Opinion
Civil Action No. 05-1457 GK
10-27-2015
Alka Pradhan, Elizabeth L. Marvin, Eric Leslie Lewis, Lewis Baach PLLC, Washington, DC, Clive A. Staffordsmith, Cori Crider, Ahmed Ghappour, Tara L. Murray, Reprieve, London, UK, Jon B. Eisenberg, Horitz & Levy LLP, Encino, CA, Joseph A. Pace, Reprieve, Lisa Jaskol, Los Angeles, CA, Shayana Devendra Kadidal, Center For Constitutional Rights, New York, NY, for Petitioner. Scott Michael Marconda, Terry Marcus Henry, Alexander Kenneth Haas, Andrew I. Warden, August Edward Flentje, David Hugh White, James J. Schwartz, Julia A. Berman, Kathryn Celia Davis, Patrick D. Davis, Robert J. Prince, Timothy Burke Walthall, U.S. Department of Justice, Washington, DC, for Respondents Barack Obama, George Walker Bush, President of the United States, Donald Rumsfeld, Secretary, United States Department of Defense, Jay Hood, Army Brigadier General, Commander, Joint Task Force, Brice Gyurisko, Army Colonel, Commander, Joint Detention, Operations Group.
Alka Pradhan, Elizabeth L. Marvin, Eric Leslie Lewis, Lewis Baach PLLC, Washington, DC, Clive A. Staffordsmith, Cori Crider, Ahmed Ghappour, Tara L. Murray, Reprieve, London, UK, Jon B. Eisenberg, Horitz & Levy LLP, Encino, CA, Joseph A. Pace, Reprieve, Lisa Jaskol, Los Angeles, CA, Shayana Devendra Kadidal, Center For Constitutional Rights, New York, NY, for Petitioner.
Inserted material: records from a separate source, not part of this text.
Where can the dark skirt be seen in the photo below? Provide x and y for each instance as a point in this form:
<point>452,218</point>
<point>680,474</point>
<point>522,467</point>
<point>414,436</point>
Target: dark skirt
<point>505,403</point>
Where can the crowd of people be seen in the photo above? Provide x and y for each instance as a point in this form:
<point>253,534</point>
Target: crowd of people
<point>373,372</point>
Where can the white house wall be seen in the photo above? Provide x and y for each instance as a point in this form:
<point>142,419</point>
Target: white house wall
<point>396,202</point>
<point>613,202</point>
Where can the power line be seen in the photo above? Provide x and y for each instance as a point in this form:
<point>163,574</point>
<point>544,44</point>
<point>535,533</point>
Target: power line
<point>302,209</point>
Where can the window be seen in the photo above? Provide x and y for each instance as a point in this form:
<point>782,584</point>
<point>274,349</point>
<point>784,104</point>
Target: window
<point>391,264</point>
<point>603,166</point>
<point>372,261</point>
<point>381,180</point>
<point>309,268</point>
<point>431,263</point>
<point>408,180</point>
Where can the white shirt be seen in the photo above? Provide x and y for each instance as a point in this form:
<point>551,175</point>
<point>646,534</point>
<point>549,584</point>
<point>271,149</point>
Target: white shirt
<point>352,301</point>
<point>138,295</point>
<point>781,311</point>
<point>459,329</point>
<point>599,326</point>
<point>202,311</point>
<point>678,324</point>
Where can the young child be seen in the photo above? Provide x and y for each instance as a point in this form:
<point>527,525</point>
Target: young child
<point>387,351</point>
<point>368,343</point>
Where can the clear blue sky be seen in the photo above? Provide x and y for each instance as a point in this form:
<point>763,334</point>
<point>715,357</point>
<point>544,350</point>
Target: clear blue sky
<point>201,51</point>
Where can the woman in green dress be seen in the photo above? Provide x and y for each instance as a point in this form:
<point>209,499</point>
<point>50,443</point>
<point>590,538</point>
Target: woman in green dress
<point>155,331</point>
Scott Michael Marconda, Terry Marcus Henry, Alexander Kenneth Haas, Andrew I. Warden, August Edward Flentje, David Hugh White, James J. Schwartz, Julia A. Berman, Kathryn Celia Davis, Patrick D. Davis, Robert J. Prince, Timothy Burke Walthall, U.S. Department of Justice, Washington, DC, for Respondents Barack Obama, George Walker Bush, President of the United States, Donald Rumsfeld, Secretary, United States Department of Defense, Jay Hood, Army Brigadier General, Commander, Joint Task Force, Brice Gyurisko, Army Colonel, Commander, Joint Detention, Operations Group.
MEMORANDUM OPINION
GLADYS KESSLER, District Judge
On October 3, 2014, this Court issued a decision to grant, with specified conditions, the Motion of Press–Intervenors to Unseal Videotape Evidence consisting of recent classified videotapes of forcible cell extraction and force feeding of Petitioner Dhiab, who had been detained for more than 12 years at the United States Naval Base in Guantanamo Bay [Dkt. No. 349]. On October 15, 2014, the Government filed a Motion to Stay that ruling, accompanied by two additional declarations in support of the Motion [Dkt. No. 356], only one of which related to harm the Government believed would result from unsealing the tapes. On November 7, 2014, the Court granted the Government's Motion to Stay until midnight December 2, 2014 [Dkt. No. 367]. On November 10, 2014, the Government filed a Notice of Appeal with the Court of Appeals [Dkt. No. 368]. On December 2, 2014, the Government filed with this Court an Emergency Motion to Extend Stay of Orders Unsealing Classified Videotapes Pending Final Resolution of Appeal [Dkt. No. 375], and filed two additional declarations in support of its Emergency Motion. Redacted copies at Dkt. No. 375. On December 3, 2014, this Court granted that Motion [Dkt. No. 378]. On December 5, 2014, the case was transferred to the Court of Appeals as Case No. 14–5299.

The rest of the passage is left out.